Slim: You hadda, George. I swear you hadda.
- The Martian: When Commander Lewis first contacted Watney after learning he was still alive on Mars, she took responsibility for his being stranded, and promised to buy him a beer if he got back to Earth. Watney's reply:
Commander, pure bad luck is responsible for my situation, not you. You made the right call and saved everyone else. I know it must have been a tough decision, but any analysis of that day will show that it was the right one. Get everyone else home and I'll be happy.
I will take you up on that beer, though.
- Standard sitcom line delivered to a protagonist like the Naïve Everygirl who chooses to be nice to or understand The Alpha Bitch, a favorite Broken Aesop.

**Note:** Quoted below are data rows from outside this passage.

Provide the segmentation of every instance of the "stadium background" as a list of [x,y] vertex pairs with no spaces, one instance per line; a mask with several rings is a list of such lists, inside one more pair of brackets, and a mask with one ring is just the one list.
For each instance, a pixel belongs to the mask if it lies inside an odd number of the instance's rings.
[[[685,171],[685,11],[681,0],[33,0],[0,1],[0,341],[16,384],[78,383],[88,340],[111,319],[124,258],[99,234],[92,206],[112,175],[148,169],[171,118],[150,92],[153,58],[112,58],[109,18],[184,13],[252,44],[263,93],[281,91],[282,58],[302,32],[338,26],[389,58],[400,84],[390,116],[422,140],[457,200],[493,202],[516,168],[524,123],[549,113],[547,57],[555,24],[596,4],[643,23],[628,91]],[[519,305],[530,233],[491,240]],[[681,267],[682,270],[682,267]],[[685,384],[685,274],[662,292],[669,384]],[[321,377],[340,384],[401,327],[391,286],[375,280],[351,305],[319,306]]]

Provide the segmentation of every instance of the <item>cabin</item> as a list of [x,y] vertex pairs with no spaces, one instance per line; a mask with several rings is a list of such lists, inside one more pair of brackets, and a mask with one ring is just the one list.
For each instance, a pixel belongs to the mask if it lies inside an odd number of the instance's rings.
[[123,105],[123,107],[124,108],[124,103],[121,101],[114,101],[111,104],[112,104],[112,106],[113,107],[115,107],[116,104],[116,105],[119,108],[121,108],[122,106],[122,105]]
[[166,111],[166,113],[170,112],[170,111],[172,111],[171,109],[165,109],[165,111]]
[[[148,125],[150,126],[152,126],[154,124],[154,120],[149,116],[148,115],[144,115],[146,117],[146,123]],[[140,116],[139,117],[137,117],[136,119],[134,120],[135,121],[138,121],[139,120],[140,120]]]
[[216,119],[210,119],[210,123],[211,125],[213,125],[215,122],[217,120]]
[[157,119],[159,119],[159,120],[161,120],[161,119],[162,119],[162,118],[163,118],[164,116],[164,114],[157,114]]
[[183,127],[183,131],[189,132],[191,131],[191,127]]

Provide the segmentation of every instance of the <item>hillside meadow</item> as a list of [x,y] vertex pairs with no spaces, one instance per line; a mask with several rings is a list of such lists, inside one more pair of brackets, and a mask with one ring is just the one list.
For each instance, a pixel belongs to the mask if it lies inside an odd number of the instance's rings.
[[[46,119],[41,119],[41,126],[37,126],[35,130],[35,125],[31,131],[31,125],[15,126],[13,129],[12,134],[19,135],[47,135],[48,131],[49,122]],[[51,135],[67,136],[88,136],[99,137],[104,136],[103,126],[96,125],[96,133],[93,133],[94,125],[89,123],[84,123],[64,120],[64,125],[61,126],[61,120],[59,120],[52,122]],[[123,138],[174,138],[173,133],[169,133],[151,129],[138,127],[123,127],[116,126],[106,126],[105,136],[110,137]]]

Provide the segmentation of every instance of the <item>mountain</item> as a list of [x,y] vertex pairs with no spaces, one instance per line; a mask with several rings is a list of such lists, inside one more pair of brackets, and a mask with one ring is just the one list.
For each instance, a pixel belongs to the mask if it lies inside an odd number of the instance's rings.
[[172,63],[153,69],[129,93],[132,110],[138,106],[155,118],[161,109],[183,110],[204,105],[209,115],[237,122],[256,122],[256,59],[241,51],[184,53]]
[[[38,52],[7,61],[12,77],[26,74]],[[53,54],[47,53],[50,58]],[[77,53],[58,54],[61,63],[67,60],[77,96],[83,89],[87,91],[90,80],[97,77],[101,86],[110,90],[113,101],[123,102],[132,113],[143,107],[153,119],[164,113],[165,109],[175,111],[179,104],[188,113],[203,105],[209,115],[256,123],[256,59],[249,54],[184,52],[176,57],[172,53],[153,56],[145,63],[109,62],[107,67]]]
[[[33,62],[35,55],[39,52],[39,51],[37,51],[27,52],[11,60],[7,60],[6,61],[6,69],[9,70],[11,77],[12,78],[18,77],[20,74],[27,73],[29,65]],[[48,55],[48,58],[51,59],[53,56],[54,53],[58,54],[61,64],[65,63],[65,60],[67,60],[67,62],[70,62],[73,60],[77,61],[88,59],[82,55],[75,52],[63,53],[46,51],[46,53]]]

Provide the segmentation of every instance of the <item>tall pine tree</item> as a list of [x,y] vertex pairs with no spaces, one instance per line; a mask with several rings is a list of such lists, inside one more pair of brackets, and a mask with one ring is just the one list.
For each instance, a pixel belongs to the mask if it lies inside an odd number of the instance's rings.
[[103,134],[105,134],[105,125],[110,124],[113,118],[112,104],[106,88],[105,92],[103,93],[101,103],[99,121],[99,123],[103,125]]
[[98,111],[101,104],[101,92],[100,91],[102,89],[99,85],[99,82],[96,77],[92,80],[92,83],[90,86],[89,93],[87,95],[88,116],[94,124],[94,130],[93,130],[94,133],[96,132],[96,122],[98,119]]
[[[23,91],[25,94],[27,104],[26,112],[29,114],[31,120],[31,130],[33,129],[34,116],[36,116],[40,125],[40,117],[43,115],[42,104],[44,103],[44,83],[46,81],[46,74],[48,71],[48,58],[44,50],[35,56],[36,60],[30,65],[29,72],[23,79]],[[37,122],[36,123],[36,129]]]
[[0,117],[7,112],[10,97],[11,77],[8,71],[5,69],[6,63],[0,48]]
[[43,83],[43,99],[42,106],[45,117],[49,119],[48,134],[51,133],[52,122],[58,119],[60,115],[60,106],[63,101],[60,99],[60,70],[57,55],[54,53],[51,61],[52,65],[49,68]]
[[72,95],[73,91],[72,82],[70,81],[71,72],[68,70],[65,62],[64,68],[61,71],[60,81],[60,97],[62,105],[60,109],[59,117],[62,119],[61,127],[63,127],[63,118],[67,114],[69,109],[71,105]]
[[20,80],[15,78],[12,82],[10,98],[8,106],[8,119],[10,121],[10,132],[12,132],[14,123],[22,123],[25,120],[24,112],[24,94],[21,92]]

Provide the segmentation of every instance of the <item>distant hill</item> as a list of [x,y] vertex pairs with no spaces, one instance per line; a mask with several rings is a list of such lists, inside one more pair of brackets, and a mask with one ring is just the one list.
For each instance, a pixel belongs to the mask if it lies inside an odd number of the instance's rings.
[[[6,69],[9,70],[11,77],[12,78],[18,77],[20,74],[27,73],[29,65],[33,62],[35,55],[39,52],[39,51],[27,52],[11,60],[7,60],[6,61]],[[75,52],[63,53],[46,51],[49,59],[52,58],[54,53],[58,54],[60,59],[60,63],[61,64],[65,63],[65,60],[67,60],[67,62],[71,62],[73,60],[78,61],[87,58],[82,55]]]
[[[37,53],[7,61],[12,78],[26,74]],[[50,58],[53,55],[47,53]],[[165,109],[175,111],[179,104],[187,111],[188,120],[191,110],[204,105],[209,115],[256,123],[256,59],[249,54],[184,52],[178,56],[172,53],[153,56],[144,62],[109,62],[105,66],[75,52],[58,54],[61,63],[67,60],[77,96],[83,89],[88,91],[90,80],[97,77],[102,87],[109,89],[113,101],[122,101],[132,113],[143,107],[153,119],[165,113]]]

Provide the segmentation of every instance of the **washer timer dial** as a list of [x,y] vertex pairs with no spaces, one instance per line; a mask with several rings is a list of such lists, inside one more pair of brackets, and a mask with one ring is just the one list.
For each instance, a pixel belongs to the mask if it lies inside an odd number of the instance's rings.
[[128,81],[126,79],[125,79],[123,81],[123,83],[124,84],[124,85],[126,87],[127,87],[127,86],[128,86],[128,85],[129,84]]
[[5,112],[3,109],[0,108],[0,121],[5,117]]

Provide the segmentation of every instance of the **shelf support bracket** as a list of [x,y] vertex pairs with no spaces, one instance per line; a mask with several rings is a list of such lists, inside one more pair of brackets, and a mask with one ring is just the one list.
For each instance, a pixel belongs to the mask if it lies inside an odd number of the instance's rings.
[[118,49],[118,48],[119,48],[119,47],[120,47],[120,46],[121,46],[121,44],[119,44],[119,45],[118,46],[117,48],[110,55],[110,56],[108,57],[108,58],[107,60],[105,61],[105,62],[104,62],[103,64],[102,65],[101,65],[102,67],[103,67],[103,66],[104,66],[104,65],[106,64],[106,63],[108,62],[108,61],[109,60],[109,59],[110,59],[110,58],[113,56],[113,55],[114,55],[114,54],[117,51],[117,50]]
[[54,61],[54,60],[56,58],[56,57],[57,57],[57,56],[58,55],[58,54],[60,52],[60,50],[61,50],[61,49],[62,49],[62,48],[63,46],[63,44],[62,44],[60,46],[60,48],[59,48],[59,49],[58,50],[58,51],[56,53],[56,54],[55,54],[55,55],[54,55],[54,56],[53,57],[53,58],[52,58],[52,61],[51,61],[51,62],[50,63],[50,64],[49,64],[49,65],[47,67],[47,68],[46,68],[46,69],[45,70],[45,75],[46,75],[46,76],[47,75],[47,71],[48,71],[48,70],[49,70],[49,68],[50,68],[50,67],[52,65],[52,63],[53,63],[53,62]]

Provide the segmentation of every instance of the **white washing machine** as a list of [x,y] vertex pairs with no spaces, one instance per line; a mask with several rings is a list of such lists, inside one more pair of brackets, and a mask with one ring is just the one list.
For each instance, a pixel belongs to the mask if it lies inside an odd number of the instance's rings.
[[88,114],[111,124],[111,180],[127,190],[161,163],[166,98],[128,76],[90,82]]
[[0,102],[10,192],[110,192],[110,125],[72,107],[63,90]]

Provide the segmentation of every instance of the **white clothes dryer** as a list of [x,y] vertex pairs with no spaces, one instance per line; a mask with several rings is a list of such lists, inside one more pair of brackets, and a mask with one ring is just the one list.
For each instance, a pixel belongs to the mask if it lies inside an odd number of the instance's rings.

- Said by the detectives to many a suspect on Law & Order: Special Victims Unit who decides to cooperate and help nail the worst bad guy.
- Babylon 5
- Zack is acting as a double agent between the legitimate forces of government and the Knight Templar forces looking to overthrow them. Just about everyone tells him he's doing the right thing at one time or another. He finds this less than comforting.
- In an earlier episode, a doctor kills an escaped prisoner in self-defense. Franklin tells her "You did the right thing," she replies "I did the necessary thing, this is not the same as the right thing."
- Londo tells Vir something similar to the doctor's response after he assassinates Emperor Cartagia. Londo also notes that the fact that doing this made Vir sick to his stomach is proof that Vir's soul is far pure than Londo's own.
- In the Agents of S.H.I.E.L.D. episode "Bouncing Back", both Coulson and Simmons try to assure Fitz that he did the right thing in destroying Will once it was revealed he was a walking corpse possessed by Hive.
Coulson: You did what you had to do. We both did. Sometimes there's no choice but the hard choice. That's the job.(later)Simmons: Will died saving me. What you did was kill a thing, a monster. You've been nothing less than extraordinary this whole time.
- Stated word-for-word by Kermit the Frog, playing as Captain Smollet, in Muppet Treasure Island after Jim Hawkins lets Long John Silver escape with the treasure. Moments later we learn that out of the Hispanola's jolly boats, Silver took the one that was... unsafe.
- In Call of Duty: Black Ops II, you're given a Sadistic Choice as Farid. Either you shoot Harper to maintain Farid's cover, or attempt to shoot Menendez and get shot to death for trying. Choosing the former will have Mason tell Farid that he had no choice. Farid, still in shock, is then led away by Salazar.
- In Mass Effect 2, the loyalty missions sometimes offer the opportunity to say this on Paragon options (Renegade has less concern over morality or squadmates' feelings) when you talk your squadmates out of doing something you believe they will regret, such as in Garrus' loyalty mission, in which you can persuade him not to kill the teammate who betrayed him and led to the rest of their group's deaths. At the end of the game, if you destroy the Collector base, the rest of the group will unanimously approve regardless of how moral or loyal to Cerberus they are.
- Myst has two cases of this. One Bad Ending is a subversion, where the person you help proceeds to gloat. The other one involves you handing a needed page to Atrus's linking book to Myst so that he can deal with his sons' betrayal, and is played much more straight.
- Avatar: The Last Airbender
Katara: I don't know if it was because I was too weak to do it, or because I was strong enough not to?
- Said by Iroh to Zuko when he gives up on his latest crazy scheme to find Aang... an episode before the stress of doing something so against his Determinator nature drives him into a feverish frenzy.
- Later said by Aang to Katara following her Sword over Head moment with her mother's killer. Subverted, as it left no reassurance for her. She even questions why she did it.
- Gravity Falls: Near the end of "Boss Mabel", Mabel finally loses her temper and starts barking orders like Stan.
Mabel: What have I become?!
Dipper: What you had to, Mabel. What you had to.